Kike Royo

Personal information
- Full name: Enrique Royo Herranz
- Date of birth: 14 June 1991 (age 34)
- Place of birth: Logroño, Spain
- Height: 1.83 m (6 ft 0 in)
- Position: Goalkeeper

Team information
- Current team: SD Logroñés
- Number: 1

Youth career
- Valvanera
- Deportivo de La Coruña

Senior career*
- Years: Team / Apps / (Gls)
- 2010–2014: Real Sociedad / 0 / (0)
- 2010–2011: → UD Logroñés (loan) / 0 / (0)
- 2011–2014: Real Sociedad B / 52 / (0)
- 2014–2015: Mallorca B / 35 / (0)
- 2014: Mallorca / 0 / (0)
- 2015–2018: Guijuelo / 103 / (0)
- 2018–2021: Badajoz / 83 / (0)
- 2021–2022: Sabadell / 10 / (0)
- 2022–2023: Badajoz / 31 / (0)
- 2023–2025: UD Logroñés / 46 / (0)
- 2025–: SD Logroñés / 33 / (0)

= Kike Royo =

Spanish footballer (born 1991)

Enrique Royo Herranz (born 14 June 1991) is a Spanish footballer who plays as a goalkeeper for Segunda Federación club SD Logroñés.

He played for the reserve teams of Real Sociedad and Mallorca early in his career, but never made a first-team appearance. He played 314 games in the third-tier Segunda División B and Primera Federación for five clubs, winning the title and keeping a clean sheet of 901 minutes with Badajoz in 2020–21.

==Career==
===Early career===
Born in Logroño in La Rioja, Royo played as a youth for local team Valvanera before joining the academy of Deportivo de La Coruña. While there, he idolised first-team goalkeeper Dani Aranzubia, who was from the same city.
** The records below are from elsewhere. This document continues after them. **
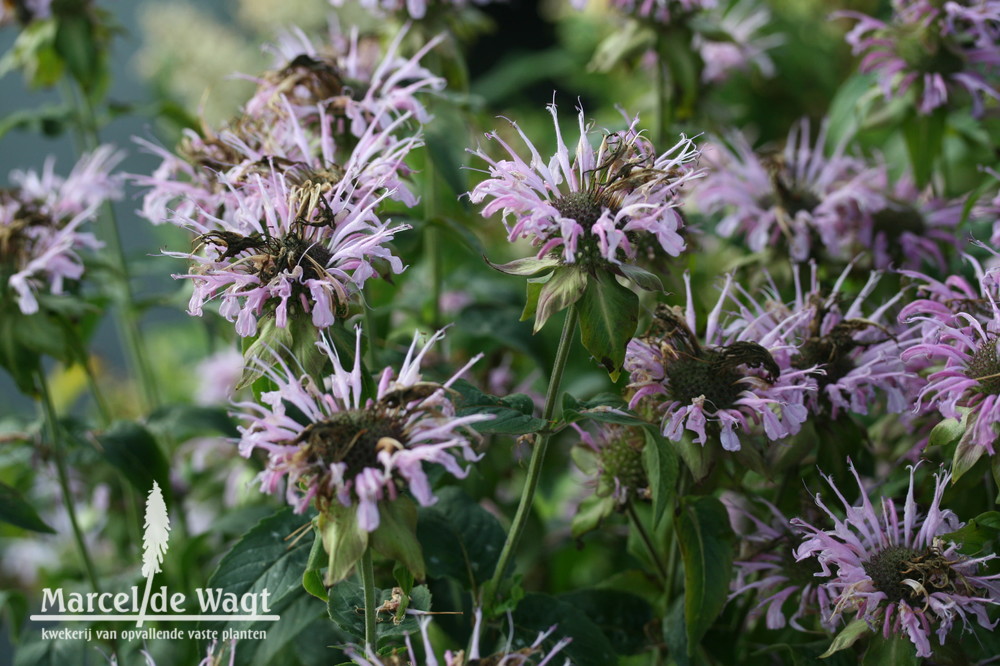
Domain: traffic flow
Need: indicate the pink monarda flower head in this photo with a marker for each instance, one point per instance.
(959, 329)
(40, 220)
(416, 9)
(337, 447)
(535, 654)
(721, 386)
(898, 573)
(801, 199)
(936, 48)
(766, 567)
(349, 78)
(912, 227)
(288, 251)
(744, 43)
(598, 207)
(660, 11)
(854, 356)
Royo came through the youth ranks of Real Sociedad, and was loaned to his hometown team UD Logroñés and played for the reserve team, both in Segunda División B. He was an unused substitute in La Liga games, with Claudio Bravo starting and Eñaut Zubikarai first in line as replacement. In the 2013–14 UEFA Champions League group stage, he travelled to all the group games against Manchester United, Shakhtar Donetsk and Bayer Leverkusen, being included on the bench in the final game at home to the German side on 10 December.

In August 2014, having terminated his contract at La Real with once season remaining, Royo joined Mallorca B. Having again not advanced past the bench for the first team in the Segunda División, he moved on to fellow third-tier club Guijuelo in July 2015.

===Badajoz===
After three regular seasons for the club from the Province of Salamanca, Royo signed for Badajoz in June 2018. In his first season, he kept a clean sheet of 632 minutes, ending in a 1–1 draw at Linense on 10 March. The campaign ended with a loss to Logroñés in the play-off quarter-finals; he saved a penalty in the second leg in his hometown, within the same 24 hours of his second child being born.
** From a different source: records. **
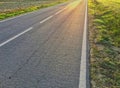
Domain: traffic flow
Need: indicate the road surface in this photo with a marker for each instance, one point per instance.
(42, 49)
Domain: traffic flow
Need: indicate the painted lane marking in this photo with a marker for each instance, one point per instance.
(46, 19)
(16, 36)
(83, 80)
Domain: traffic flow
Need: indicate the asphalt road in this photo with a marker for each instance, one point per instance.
(42, 49)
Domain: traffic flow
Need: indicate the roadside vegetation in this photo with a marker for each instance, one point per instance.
(10, 8)
(104, 33)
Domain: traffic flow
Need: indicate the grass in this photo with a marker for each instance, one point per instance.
(104, 30)
(16, 7)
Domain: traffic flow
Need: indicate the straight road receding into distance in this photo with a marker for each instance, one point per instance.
(45, 48)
Royo signed a one-year contract extension in June 2019. Four months later he added another two seasons to his deal, keeping him at the club until 2022.
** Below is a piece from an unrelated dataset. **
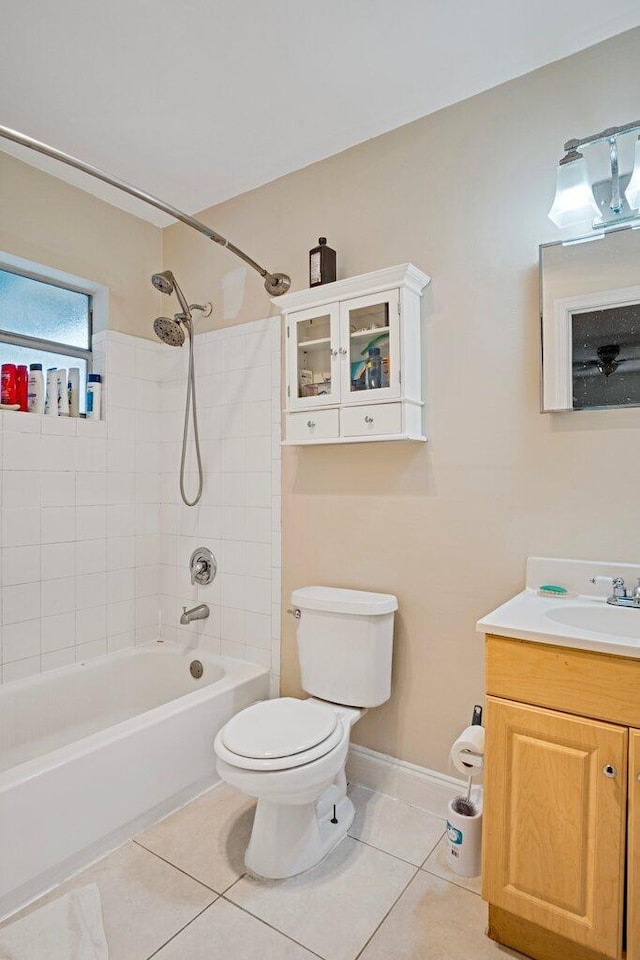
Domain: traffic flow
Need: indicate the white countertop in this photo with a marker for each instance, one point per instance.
(529, 616)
In 2020–21, Royo went on another unbeaten run in the second half of the season; on 18 April he reached 730 minutes as his team won the league with a 4–0 victory at San Sebastián de los Reyes. His streak ended at 901 minutes in a 1–1 draw with the same team on 9 May in the last game of the regular season, and his side lost the playoff final by one goal to Amorebieta.

===Later career===
Royo reached an agreement in July 2021 to cancel the last year of his contract at Badajoz. He then signed for Sabadell of the new third-tier Primera Federación, replacing Ian Mackay. Under managers Antonio Hidalgo and Pedro Munitis he was second-choice to youngster Emilio Bernad, keeping four clean sheets in ten games; conceding a late winner at home to Andorra on 27 November ended his involvement.

Royo cancelled his contract in Catalonia and returned to Badajoz of the same league. He said that he wanted to retire at the club. His team were relegated in 2022–23 and he returned to Logroñés after 12 years away, with the team now in the fourth-tier Segunda Federación. He was a regular in 2023–24, but in the following season, managers Miguel Flaño and Sergio Rodríguez preferred other options.

UD Logroñés announced that Royo was released from the club in May 2025, without informing him first. He then signed for SD Logroñés, in the same league and same Estadio Las Gaunas.

==Personal life==
Royo's father Salvador played as a forward for Logroñés.